Mr. Krelenstein, 34, maintains a distinct gothic-granola David Bowie look. He was wearing a zebra-print Saint Laurent top, BLK DNM jeans and black Dr. Martens made of faux leather. (Besides being a yogi, he is also a strict vegan.)

“These magazines cultivate the types of envelope-pushing images that people organically want to share online,” he continued as he put down a piece of avocado toast. “It’s the same impact as a big tabloid you see at the supermarket because everyone sees it on Instagram or the blogs.”

Generating editorial “gets” for his left-of-mainstream client list, which also includes AnOther Magazine and Fantastic Man, has made him something of a secret force in the fashion industry, seeking to link the avant-garde with pop culture. 

Just ask the musician Sky Ferreira, a longtime friend of Mr. Krelenstein and muse to the recent Saint Laurent collections. “I can 100 percent say if I didn’t know Greg K., I would not be where I am today,” Ms. Ferreira wrote in an email. “He’s basically my stage mom, but in a good way.”

Such nurturing has made him something of a mother hen to young indie stars. He helped the teen actress Chloë Grace Moretz land the cover of Wonderland in 2010 and later helped her secure covers of Love and Dazed & Confused, another client of his at Starworks. 

In 2010, he pushed for the actor Dane DeHaan to appear in V Man. Mr. DeHaan has gone on to land Prada’s current ad campaign, shot by Annie Leibovitz, and star in the “The Amazing Spider-Man 2.”

“He is permanently 12 months ahead,” said James Grant, a founder of Starworks. “He bridges the commercial world of celebrity with the artistic world of fashion without even realizing that he’s doing it.”

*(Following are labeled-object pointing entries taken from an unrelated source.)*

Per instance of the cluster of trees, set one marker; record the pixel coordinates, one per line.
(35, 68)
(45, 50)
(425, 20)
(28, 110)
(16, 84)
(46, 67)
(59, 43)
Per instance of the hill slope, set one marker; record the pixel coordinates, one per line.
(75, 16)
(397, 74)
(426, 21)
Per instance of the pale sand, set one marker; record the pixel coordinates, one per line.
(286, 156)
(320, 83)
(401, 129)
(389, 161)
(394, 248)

Then there was Ms. Cyrus. Before she re-entered the public conscious on a wrecking ball, Mr. Krelenstein negotiated to have her appear on the May 2013 cover issue of V, four weeks before her single “We Can’t Stop” hit iTunes. The punk-themed, half-naked photos by Mario Testino jump-started Ms. Cyrus’s tongue-wagging reinvention from pop amateur to living Tumblr meme. (Mr. Krelenstein later secured Ms. Cyrus for the cover of Love. That was shot by David Sims and styled by Katie Grand, who subsequently tapped Ms. Cyrus to be the face of Marc Jacobs’s Spring 2014 ad campaign.)

For his fashion-celebrity forecasting, Mr. Krelenstein often turns to music sites like Idolator and Pitchfork, as well as the Sundance and Toronto film festivals. There is also relentless cross-pollinating between editorial calendars and release dates for movies and albums. 

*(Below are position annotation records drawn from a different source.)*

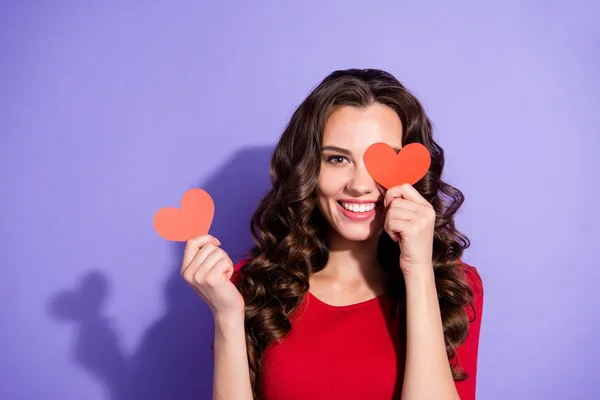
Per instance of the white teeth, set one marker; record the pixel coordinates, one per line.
(363, 207)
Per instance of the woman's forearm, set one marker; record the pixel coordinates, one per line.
(231, 373)
(427, 372)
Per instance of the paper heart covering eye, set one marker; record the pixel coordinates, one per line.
(390, 169)
(192, 219)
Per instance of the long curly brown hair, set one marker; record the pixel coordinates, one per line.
(290, 233)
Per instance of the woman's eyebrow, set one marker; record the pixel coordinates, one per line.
(337, 149)
(348, 152)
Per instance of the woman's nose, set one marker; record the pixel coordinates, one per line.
(361, 182)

And, of course, he relies on his gut. “I wouldn’t be doing my job right if I was waiting around for an agent or a publicist to pitch to me,” he said.

Industry insiders, who are allergic to publicists spoon-feeding clients or the demands of milquetoast celebrities, turn to Mr. Krelenstein to be something of a Switzerland of fashion — a neutral zone among competing egos and turf wars. 

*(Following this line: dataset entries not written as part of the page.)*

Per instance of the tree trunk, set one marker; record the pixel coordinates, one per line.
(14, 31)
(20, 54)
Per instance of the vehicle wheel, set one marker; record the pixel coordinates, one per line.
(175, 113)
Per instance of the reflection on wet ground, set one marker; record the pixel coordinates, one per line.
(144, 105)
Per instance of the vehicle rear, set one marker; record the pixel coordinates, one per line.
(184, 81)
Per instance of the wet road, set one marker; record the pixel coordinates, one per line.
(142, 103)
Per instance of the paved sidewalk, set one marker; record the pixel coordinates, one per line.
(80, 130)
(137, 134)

“We are all equally tricky; the magazine wants complete control, the agent wants complete control, everyone all wanting the same thing and generally trying their best not to budge until the last minute,” said Ms. Grand, the monarchical stylist to Marc Jacobs. “Greg is on everyone’s side.”

His unassuming ability to shake publicists’ hands and kiss fashion babies can in part be explained by his dalliances in New York night life, both as a moonlighting D.J. (he recently hosted a weekly party at Bedlam bar in Alphabet City) and in his former role as one-third of the Misshapes. 

While his cohorts, Geordon Nicol and Leigh Lezark, did the fabled asymmetrical-hair party full time and continue to travel the world as runway and after-party sound-trackers, Mr. Krelenstein always puts his day job first. During the Misshapes’ heyday in the mid-2000s, he held a 9-to-5 job in the publicity department at Fox Searchlight Pictures before his nocturnal side gig at clubs like Luke & Leroy’s or Don Hill’s. “I brought a lot of editors and publicists that helped spread the word,” he said.

His after-dark pursuits and new-wave all-black dress code can at times spook play-it-safe Hollywood wranglers. “The imagery of the most public persona of myself is still the Misshapes; even some acquaintances don’t really know if I still do it or not,” he said. “To this day, I sometimes worry that people might not take me seriously.”